Abstract Rachael Stentiford
Insect visual navigation in natural scenes: Maintaining head direction estimates with a spiking neural network model of the central complex and active behavioural strategies
Maintaining a stable estimate of heading direction is an essential component of many behaviours across species. Despite having small brains (~106 neurons) and low-resolution eyes (~103 pixels), insects learn to navigate in highly dynamic environments extremely rapidly and robustly. Heading direction is tracked by ‘compass neurons’ in the central complex which show activity with strong directional tuning. This estimate of heading direction can be maintained with angular self-motion information (e.g. from efference copy and/or optic flow), but is subject to accumulating error making the estimate increasingly inaccurate. To mitigate this error, heading direction is additionally stabilised by external visual features. Specifically, the insect learns the relationships between visual information arriving from visual ring neurons and the compass neurons representing its current heading, such that when a visual scene is revisited the appropriate heading is recalled despite noisy self-motion cues.

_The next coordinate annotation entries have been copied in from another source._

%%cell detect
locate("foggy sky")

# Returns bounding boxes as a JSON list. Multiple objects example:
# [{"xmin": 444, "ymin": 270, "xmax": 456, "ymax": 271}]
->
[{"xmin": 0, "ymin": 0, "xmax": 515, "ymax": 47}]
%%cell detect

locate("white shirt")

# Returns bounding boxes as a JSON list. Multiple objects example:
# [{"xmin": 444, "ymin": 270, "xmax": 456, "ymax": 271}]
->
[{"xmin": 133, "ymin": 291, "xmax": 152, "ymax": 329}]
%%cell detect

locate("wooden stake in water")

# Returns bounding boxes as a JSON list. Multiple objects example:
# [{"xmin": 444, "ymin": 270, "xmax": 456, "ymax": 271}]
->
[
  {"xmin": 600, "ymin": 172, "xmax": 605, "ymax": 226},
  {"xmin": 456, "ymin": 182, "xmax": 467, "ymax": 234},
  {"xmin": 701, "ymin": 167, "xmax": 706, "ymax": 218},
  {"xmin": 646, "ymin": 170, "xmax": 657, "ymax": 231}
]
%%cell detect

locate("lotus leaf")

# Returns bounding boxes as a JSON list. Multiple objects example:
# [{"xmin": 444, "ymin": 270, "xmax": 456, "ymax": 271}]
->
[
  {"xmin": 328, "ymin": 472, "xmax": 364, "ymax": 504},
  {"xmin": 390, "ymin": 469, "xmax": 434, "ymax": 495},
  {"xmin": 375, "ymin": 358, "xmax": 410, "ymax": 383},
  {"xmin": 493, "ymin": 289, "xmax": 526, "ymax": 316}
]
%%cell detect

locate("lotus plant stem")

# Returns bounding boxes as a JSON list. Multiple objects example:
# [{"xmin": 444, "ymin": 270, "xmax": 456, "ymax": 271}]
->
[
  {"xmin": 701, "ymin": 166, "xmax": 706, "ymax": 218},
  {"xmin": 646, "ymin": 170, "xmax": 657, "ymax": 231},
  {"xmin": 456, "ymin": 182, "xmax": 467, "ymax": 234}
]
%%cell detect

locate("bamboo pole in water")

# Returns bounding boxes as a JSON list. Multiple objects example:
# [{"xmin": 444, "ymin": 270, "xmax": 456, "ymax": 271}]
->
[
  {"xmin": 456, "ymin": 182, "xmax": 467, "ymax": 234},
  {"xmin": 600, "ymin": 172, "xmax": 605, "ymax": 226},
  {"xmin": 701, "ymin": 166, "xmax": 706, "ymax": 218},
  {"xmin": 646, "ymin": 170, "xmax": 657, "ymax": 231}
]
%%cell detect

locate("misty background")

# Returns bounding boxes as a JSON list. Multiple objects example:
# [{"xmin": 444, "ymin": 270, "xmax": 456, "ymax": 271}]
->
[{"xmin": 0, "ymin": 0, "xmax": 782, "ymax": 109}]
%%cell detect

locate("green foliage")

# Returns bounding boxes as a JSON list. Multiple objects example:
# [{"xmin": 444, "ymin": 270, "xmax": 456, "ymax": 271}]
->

Using a spiking neural network model of the insect central complex, we first show that simple visual filtering by ring neurons with Drosophila-inspired receptive fields is sufficient to form a mapping between heading and complex natural scenes. This mapping can maintain the heading estimate in the absence of self-motion information. However over extended periods, visual features will change and ring neuron to compass neuron mappings will become inaccurate. We then explore how using active behavioural strategies to resample headings can support the maintenance of accurate heading estimations.
Short Bio
Rachael Stentiford is a Research Fellow at the University of Sussex where she works on spiking neural network models of the Insect head direction system. She completed her PhD in Integrative Neuroscience at the University of Bristol, before a Postdoc at the Bristol Robotics Laboratory working on Mammalian models of navigation. With a background in both experimental and computational neuroscience methods, she is interested in interdisciplinary approaches to exploring visual navigation across species.